Perhaps you’ve noticed I don’t write much about motherhood any more. Our children do an excellent job of being consistently, rather stubbornly, exactly who they are, and once we acknowledge that, our only job as mothers is to keep acknowledging it over and over. Or not. The not is what causes the difficulty.
Perhaps you’ve noticed I don’t write much about marriage any more. Our partners do an excellent job of being consistently, rather stubbornly, who we aren’t, and once we accept that, our job is to keep accepting it over and over. Or not. The not is what causes the difficulty.
At one time in my life, motherhood brought to me my most urgent and incomprehensible lessons. At other times, my marriage did. But by itself, over time, sure as day to night to day, in a continuous and miraculous transformation, a daughter becomes a mother and a woman becomes a wife. When that transition is complete, there’s not much to say about it, not much I can tell you, since you will have to make that passage on your own. Or not.

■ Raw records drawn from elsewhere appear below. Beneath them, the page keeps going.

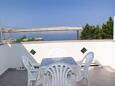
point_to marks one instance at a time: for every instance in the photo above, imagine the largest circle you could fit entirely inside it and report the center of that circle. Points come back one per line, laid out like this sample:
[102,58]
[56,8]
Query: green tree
[98,32]
[87,32]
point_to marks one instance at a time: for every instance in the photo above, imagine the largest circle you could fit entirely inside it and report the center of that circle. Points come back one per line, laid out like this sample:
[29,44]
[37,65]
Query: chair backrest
[88,60]
[59,75]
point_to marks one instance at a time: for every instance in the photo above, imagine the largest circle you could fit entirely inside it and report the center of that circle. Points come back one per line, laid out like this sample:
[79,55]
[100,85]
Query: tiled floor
[98,77]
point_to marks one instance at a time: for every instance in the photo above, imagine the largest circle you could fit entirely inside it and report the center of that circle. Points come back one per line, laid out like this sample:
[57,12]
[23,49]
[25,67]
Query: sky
[54,13]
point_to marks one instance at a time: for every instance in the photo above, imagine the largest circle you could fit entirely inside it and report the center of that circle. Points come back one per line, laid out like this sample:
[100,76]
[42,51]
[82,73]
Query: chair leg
[87,81]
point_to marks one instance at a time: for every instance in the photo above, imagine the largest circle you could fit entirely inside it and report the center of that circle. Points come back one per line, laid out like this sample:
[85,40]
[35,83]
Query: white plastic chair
[31,70]
[58,75]
[85,64]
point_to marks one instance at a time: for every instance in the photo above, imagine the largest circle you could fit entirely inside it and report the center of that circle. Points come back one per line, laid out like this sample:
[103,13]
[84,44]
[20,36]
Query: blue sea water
[53,35]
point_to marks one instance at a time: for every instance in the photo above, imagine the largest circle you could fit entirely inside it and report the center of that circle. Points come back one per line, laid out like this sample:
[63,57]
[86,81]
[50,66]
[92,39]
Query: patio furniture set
[63,71]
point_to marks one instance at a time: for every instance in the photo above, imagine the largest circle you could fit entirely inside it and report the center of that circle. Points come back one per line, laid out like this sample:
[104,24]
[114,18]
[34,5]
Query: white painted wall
[10,54]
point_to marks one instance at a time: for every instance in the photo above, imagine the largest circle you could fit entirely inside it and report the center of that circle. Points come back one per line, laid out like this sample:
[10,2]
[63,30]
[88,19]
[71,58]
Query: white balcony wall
[10,54]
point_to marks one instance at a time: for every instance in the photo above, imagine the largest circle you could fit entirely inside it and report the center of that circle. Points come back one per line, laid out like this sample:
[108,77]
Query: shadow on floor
[98,77]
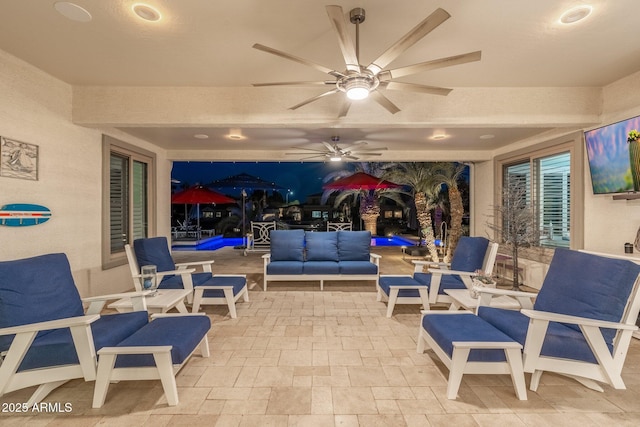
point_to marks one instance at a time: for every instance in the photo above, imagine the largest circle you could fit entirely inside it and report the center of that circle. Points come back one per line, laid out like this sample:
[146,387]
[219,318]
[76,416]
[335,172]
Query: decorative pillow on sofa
[322,246]
[354,245]
[287,245]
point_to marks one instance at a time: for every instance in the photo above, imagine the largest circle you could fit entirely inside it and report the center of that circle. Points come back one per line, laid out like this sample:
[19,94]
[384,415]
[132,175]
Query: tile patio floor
[296,356]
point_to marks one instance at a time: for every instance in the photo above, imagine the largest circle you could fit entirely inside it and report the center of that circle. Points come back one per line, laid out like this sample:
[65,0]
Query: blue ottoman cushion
[184,333]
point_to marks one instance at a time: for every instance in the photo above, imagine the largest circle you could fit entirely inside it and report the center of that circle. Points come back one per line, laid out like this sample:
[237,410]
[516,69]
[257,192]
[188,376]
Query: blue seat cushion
[320,267]
[154,251]
[238,283]
[354,245]
[322,246]
[285,267]
[386,282]
[446,281]
[357,267]
[446,329]
[469,253]
[287,245]
[56,347]
[175,281]
[183,333]
[34,290]
[561,341]
[586,285]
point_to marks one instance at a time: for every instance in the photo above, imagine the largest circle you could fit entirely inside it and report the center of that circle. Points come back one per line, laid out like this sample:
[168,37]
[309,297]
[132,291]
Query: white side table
[462,299]
[161,302]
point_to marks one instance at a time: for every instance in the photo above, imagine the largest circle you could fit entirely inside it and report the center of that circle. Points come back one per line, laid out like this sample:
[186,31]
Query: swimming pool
[218,242]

What is most interesting to me now is another transition, perhaps the last for me, and the greatest of all. It is the transition from the student to the teacher. In whatever form it takes, whatever time it travels, this is the longest lesson we undertake, because it is the lesson in how we live, how we give, how we grow, and how we know.
This matter is what occupies me now, what encourages, frustrates, challenges and intrigues me. This matter of teaching.
I’m telling you this so that I hear it myself, a roll call I feel ill-equipped to answer. I’m offering you a chance to consider the magnificent matter of students and teachers in this post, and enticing you with the chance to win a signed copy of my friend Donna Kaishu Quesada’s new book, The Buddha in the Classroom: Zen Wisdom to Inspire Teachers.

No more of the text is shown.